2. The display device according to claim 1, wherein, the driving circuit has a refresh frequency of 120 Hz for driving the white or green backlight to emit light and driving the red, blue or transparent pixel to display.

3. The display device according to claim 1, wherein, the red filter is made of red resin, the blue filter is made of blue resin, and the transparent filter is made of transparent material.

4. The display device according to claim 1, wherein, the filter substrate is covered with a protective layer.

5. The display device according to claim 4, wherein, the protective layer is made of the same material as the transparent filter.

6. The display device according to claim 1, wherein, the white backlight is formed by encapsulating a blue LED chip and yellow phosphor, a blue LED chip and yellow-red phosphors, a blue LED chip and red-green phosphors, blue and green LED chips and red phosphor, or red, green, and blue LED chips; and the green backlight is made of a green LED chip.

7. The display device according to claim 1, wherein, a ratio of brightness between the white backlight and the green backlight is in the range of 1/1 to 1/0.1.

8. The display device according to claim 2, wherein, a ratio of brightness between the white backlight and the green backlight is in the range of 1/1 to 1/0.1.

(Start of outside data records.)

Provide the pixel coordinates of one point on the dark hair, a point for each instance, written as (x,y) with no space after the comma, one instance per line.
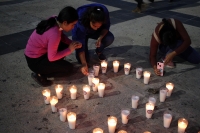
(68,14)
(93,14)
(167,34)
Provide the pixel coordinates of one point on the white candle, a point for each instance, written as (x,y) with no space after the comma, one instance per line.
(71,117)
(104,66)
(46,94)
(95,82)
(53,102)
(146,77)
(73,91)
(63,114)
(101,88)
(86,91)
(170,87)
(96,68)
(112,122)
(59,91)
(127,67)
(97,130)
(149,110)
(139,72)
(163,94)
(125,115)
(182,125)
(135,100)
(115,66)
(167,118)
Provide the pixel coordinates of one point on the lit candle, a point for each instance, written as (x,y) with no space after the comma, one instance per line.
(63,114)
(182,125)
(101,88)
(46,94)
(127,67)
(86,91)
(125,115)
(73,91)
(95,82)
(112,122)
(149,110)
(163,94)
(104,66)
(146,77)
(135,100)
(53,102)
(115,66)
(97,130)
(59,90)
(170,87)
(139,72)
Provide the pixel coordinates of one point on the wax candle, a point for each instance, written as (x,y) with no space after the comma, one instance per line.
(63,114)
(46,94)
(125,115)
(112,122)
(101,88)
(73,91)
(135,100)
(149,110)
(71,117)
(146,77)
(182,125)
(104,66)
(139,71)
(170,87)
(95,82)
(127,67)
(115,66)
(59,91)
(53,102)
(86,91)
(97,130)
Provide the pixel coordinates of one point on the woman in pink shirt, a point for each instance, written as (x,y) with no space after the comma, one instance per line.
(47,47)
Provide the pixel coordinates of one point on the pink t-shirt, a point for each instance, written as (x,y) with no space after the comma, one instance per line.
(48,42)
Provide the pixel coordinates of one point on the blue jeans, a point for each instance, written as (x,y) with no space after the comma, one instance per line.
(189,54)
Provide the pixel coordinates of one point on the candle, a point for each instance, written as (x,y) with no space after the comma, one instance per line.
(73,91)
(146,77)
(104,66)
(170,87)
(149,110)
(139,72)
(163,94)
(46,94)
(167,118)
(127,67)
(115,66)
(86,91)
(53,102)
(135,100)
(71,117)
(101,88)
(96,68)
(63,114)
(97,130)
(182,125)
(125,115)
(59,90)
(112,122)
(95,82)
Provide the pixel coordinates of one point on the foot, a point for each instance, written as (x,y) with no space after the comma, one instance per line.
(41,80)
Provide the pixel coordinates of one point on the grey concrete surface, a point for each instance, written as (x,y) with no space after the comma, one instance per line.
(22,105)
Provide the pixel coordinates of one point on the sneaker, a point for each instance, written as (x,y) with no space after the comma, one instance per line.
(41,80)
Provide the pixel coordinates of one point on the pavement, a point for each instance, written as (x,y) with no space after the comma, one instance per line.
(22,105)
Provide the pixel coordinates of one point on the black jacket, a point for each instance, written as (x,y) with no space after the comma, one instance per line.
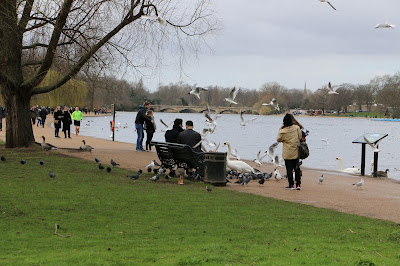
(141,116)
(149,127)
(191,138)
(172,134)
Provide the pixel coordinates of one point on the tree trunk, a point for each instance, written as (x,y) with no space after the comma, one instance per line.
(18,115)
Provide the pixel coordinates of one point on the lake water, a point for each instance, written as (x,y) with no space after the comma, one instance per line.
(261,133)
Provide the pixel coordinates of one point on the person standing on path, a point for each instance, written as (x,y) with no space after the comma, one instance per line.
(290,135)
(57,121)
(150,128)
(2,114)
(172,134)
(43,114)
(139,121)
(67,121)
(77,116)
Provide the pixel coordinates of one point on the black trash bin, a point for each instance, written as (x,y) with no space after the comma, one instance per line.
(215,168)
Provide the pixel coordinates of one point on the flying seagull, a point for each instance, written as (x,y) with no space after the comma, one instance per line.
(373,146)
(324,1)
(384,25)
(332,90)
(243,123)
(196,90)
(232,96)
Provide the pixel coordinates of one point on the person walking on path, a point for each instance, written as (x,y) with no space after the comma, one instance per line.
(43,114)
(139,121)
(77,116)
(67,121)
(57,121)
(290,135)
(2,114)
(150,128)
(172,134)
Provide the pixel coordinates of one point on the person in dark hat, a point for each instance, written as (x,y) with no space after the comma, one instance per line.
(290,135)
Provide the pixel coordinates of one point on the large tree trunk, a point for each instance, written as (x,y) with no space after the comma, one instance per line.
(18,115)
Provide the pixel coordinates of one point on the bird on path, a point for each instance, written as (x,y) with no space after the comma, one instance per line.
(359,184)
(277,175)
(384,25)
(246,181)
(382,173)
(152,164)
(373,146)
(135,177)
(232,96)
(155,178)
(85,147)
(114,163)
(46,146)
(196,91)
(324,1)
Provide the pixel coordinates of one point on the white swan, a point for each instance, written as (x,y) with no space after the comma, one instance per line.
(237,165)
(351,170)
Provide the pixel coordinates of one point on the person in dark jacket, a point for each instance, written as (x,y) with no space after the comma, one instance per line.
(172,134)
(67,121)
(139,121)
(43,114)
(150,128)
(57,121)
(190,137)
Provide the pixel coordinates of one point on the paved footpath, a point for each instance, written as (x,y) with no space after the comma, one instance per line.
(379,198)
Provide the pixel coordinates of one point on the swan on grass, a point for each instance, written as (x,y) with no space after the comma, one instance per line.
(351,170)
(237,165)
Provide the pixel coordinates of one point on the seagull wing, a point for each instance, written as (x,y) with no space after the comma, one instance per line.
(162,122)
(331,5)
(234,93)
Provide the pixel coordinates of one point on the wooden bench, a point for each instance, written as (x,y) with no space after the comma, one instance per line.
(179,155)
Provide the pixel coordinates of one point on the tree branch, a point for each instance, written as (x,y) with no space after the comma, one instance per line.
(60,22)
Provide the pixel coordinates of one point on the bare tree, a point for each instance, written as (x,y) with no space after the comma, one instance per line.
(36,34)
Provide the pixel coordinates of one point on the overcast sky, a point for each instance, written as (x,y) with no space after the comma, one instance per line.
(293,42)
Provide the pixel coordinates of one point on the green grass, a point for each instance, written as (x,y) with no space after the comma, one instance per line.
(114,220)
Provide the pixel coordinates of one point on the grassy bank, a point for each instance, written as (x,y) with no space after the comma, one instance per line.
(110,219)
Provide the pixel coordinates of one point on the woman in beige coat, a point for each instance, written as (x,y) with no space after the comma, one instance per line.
(290,136)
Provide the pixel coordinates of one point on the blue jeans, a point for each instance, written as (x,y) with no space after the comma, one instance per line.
(139,141)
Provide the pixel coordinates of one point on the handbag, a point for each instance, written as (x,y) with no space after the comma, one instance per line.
(303,150)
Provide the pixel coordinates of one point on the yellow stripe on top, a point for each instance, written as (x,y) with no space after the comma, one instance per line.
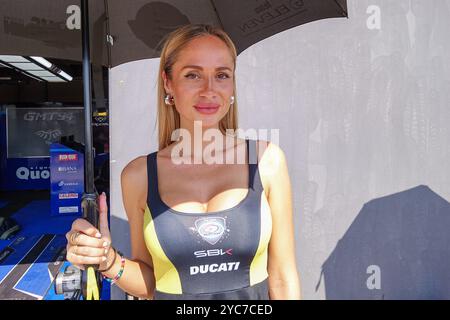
(167,277)
(258,267)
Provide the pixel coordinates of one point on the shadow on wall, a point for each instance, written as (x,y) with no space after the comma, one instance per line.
(398,247)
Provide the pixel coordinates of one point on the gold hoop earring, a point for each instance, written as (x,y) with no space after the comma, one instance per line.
(168,100)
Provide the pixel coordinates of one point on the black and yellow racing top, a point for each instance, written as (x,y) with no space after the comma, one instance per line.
(215,255)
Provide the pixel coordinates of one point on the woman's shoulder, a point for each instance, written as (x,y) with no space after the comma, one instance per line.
(135,167)
(271,161)
(268,152)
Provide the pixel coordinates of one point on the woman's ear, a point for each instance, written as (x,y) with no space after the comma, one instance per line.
(166,82)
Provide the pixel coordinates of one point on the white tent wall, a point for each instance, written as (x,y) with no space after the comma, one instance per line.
(362,113)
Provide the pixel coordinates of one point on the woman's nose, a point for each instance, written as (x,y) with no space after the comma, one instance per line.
(209,85)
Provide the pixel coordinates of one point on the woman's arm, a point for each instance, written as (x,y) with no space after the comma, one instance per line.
(283,276)
(138,277)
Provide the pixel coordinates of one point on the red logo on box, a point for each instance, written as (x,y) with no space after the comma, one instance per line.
(68,157)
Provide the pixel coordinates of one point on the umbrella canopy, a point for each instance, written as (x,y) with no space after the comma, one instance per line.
(124,31)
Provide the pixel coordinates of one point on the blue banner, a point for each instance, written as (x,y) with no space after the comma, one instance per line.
(67,180)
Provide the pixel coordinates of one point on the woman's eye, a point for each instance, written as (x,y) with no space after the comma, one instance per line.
(189,75)
(220,76)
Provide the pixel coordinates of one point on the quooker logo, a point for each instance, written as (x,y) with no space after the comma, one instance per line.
(24,173)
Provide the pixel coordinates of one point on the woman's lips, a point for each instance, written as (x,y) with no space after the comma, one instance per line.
(207,108)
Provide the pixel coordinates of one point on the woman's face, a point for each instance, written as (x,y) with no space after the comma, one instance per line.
(201,77)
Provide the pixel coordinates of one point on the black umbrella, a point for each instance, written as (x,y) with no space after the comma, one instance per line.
(124,31)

9. The display device according to claim 3, wherein, a ratio of brightness between the white backlight and the green backlight is in the range of 1/1 to 1/0.1.

10. The display device according to claim 4, wherein, a ratio of brightness between the white backlight and the green backlight is in the range of 1/1 to 1/0.1.

11. The display device according to claim 5, wherein, a ratio of brightness between the white backlight and the green backlight is in the range of 1/1 to 1/0.1.

12. The display device according to claim 6, wherein, a ratio of brightness between the white backlight and the green backlight is in the range of 1/1 to 1/0.1.